Virginie Andrieux

Personal information
- Full name: Virginie C. R. Lachaume Andrieux
- Born: 21 March 1980 (age 46) Martigues, France
- Height: 160 cm (5 ft 3 in)
- Weight: 52.55 kg (115.9 lb)

Sport
- Country: France
- Sport: Weightlifting
- Club: CMHM (La Ferté Milon)
- Team: National team

= Virginie Andrieux =

French weightlifter

Virginie C. R. Lachaume Andrieux (born 21 March 1980, in Martigues) is a French female weightlifter, competing in the 53 kg category and representing France at international competitions.

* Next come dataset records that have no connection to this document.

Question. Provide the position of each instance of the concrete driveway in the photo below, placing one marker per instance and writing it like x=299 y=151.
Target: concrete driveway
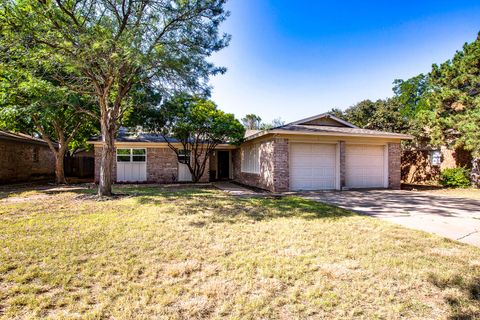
x=454 y=218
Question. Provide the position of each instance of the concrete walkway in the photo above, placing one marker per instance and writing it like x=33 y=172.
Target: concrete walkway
x=234 y=189
x=454 y=218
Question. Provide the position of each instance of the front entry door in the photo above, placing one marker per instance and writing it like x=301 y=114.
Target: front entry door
x=223 y=165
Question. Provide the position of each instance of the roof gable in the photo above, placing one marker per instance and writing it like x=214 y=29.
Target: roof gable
x=324 y=119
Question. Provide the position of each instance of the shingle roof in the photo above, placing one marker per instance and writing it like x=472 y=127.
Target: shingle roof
x=328 y=130
x=21 y=137
x=250 y=132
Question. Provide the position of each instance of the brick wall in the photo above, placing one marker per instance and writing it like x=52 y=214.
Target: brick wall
x=17 y=165
x=281 y=174
x=343 y=164
x=394 y=163
x=98 y=157
x=162 y=166
x=274 y=174
x=264 y=179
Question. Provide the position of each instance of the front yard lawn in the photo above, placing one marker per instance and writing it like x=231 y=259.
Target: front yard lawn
x=469 y=193
x=198 y=253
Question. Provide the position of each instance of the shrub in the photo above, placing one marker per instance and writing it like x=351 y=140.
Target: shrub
x=455 y=178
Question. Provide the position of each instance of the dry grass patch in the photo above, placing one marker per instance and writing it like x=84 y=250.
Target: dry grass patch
x=198 y=253
x=469 y=193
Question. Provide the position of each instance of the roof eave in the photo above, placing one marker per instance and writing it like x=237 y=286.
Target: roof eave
x=287 y=132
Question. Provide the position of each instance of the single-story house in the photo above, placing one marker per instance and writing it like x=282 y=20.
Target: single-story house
x=24 y=158
x=318 y=153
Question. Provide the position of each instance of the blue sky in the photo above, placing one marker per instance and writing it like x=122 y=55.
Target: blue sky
x=294 y=59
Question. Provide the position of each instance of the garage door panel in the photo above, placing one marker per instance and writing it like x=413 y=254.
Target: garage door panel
x=312 y=166
x=364 y=166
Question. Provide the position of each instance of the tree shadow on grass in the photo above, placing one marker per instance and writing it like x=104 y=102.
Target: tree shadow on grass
x=467 y=306
x=223 y=208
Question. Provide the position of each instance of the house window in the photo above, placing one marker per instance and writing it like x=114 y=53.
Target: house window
x=436 y=157
x=131 y=155
x=184 y=156
x=251 y=159
x=35 y=154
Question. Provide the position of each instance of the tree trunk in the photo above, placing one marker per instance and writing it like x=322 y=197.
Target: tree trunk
x=108 y=150
x=59 y=167
x=475 y=173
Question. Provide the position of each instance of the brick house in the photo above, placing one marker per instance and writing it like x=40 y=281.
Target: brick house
x=317 y=153
x=24 y=158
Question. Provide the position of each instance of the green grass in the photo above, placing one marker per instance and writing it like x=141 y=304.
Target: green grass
x=198 y=253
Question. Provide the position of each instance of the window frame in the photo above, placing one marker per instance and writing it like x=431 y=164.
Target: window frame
x=250 y=159
x=131 y=155
x=184 y=156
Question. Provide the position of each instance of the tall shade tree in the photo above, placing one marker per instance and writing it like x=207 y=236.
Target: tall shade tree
x=197 y=127
x=252 y=122
x=39 y=106
x=109 y=46
x=455 y=99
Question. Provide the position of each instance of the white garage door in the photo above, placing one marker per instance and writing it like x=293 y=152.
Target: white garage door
x=312 y=166
x=365 y=166
x=131 y=165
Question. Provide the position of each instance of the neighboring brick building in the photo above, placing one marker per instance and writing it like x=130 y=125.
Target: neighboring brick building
x=321 y=152
x=24 y=158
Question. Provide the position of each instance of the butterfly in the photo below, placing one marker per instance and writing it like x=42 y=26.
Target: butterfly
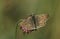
x=33 y=22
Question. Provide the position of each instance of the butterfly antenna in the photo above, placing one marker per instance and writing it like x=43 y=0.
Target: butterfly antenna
x=34 y=20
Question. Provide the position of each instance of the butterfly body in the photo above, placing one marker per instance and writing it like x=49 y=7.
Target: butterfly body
x=33 y=22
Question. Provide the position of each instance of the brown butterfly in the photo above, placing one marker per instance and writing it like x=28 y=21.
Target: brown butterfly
x=33 y=22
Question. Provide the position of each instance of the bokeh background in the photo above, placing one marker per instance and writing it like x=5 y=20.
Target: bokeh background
x=13 y=10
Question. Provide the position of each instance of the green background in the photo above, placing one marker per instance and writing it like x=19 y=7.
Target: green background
x=13 y=10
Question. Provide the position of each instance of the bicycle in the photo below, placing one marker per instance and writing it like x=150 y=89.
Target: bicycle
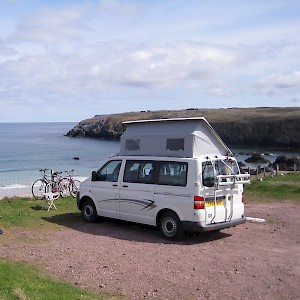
x=46 y=185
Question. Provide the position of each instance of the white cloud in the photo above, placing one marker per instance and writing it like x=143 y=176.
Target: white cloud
x=280 y=83
x=50 y=26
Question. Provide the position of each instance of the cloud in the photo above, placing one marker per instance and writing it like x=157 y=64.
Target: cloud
x=117 y=6
x=280 y=83
x=296 y=101
x=50 y=26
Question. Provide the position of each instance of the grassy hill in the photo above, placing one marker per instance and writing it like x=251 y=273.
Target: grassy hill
x=268 y=127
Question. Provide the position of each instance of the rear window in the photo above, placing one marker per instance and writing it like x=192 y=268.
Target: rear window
x=172 y=173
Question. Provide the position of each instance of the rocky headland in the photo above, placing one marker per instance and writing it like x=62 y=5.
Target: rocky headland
x=264 y=127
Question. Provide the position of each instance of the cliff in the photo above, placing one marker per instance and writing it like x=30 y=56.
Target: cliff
x=267 y=127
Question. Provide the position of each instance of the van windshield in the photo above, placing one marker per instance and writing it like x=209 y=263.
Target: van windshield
x=210 y=169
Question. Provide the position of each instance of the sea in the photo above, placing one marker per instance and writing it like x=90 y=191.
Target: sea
x=25 y=148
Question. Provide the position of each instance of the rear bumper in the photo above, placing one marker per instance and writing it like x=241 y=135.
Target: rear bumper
x=199 y=227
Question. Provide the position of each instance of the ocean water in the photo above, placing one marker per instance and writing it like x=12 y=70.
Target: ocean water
x=27 y=147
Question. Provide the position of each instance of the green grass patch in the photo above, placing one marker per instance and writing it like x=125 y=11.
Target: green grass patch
x=25 y=282
x=278 y=188
x=29 y=213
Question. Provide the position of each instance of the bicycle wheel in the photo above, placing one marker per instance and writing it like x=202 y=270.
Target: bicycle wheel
x=64 y=188
x=38 y=189
x=74 y=187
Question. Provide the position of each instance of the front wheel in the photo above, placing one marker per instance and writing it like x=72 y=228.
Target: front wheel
x=170 y=226
x=89 y=212
x=38 y=189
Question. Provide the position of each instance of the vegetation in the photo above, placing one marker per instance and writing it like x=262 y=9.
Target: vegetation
x=265 y=127
x=30 y=213
x=277 y=188
x=23 y=281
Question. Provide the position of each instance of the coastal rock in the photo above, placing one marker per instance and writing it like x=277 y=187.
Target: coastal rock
x=287 y=163
x=266 y=127
x=257 y=159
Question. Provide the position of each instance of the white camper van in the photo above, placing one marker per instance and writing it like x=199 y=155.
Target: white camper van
x=173 y=173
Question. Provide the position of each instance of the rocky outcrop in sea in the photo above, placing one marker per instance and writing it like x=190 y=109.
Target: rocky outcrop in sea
x=269 y=127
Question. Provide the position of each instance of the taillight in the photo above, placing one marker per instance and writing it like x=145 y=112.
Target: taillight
x=198 y=202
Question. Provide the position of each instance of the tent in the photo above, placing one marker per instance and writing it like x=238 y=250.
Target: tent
x=176 y=137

She participated at the 2004 Summer Olympics in the 53 kg event.
She competed at world championships, most recently at the 2011 World Weightlifting Championships.

==Major results==

| Year | Venue | Weight | Snatch (kg) |  |  |  | Clean & Jerk (kg) |  |  |  | Total | Rank |
| 1 | 2 | 3 | Rank | 1 | 2 | 3 | Rank |
Summer Olympics
| 2004 | ITA Athens, Italy | 53 kg |  |  |  |  |  |  |  |  |  | 7 |
World Championships
| 2002 | Poland Warsaw, Poland | 53 kg | 70 | 72.5 | 75 | 15 | 90 | 95 | 97.5 | 11 | 167.5 | 14 |
| 2003 | Canada Vancouver, Canada | 53 kg | 75 | 75 | 75 | 16 | 97.5 | 100 | 102.5 | 15 | 175 | 16 |
| 2006 | Dominican Republic Santo Domingo, Dominican Republic | 53 kg | 73 | 76 | 76 | 21 | 93 | 95 | 95 | 22 | 166.0 | 22 |
| 2007 | Thailand Chiang Mai, Thailand | 53 kg | 77 | 79 | 79 | 21 | 99 | 102 | 102 | 23 | 176 | 21 |
| 2011 | FRA Paris, France | 53 kg | 74 | 74 | 77 | 20 | 94 | 97 | 97 | 25 | 171 | 22 |

- Andrieux also competed in the 2009 European Weightlifting Championship.
===Mediterranean Games===

She was won 2 Bronze in Weightlifting at the 2009 Mediterranean Games after DQ of one athletes.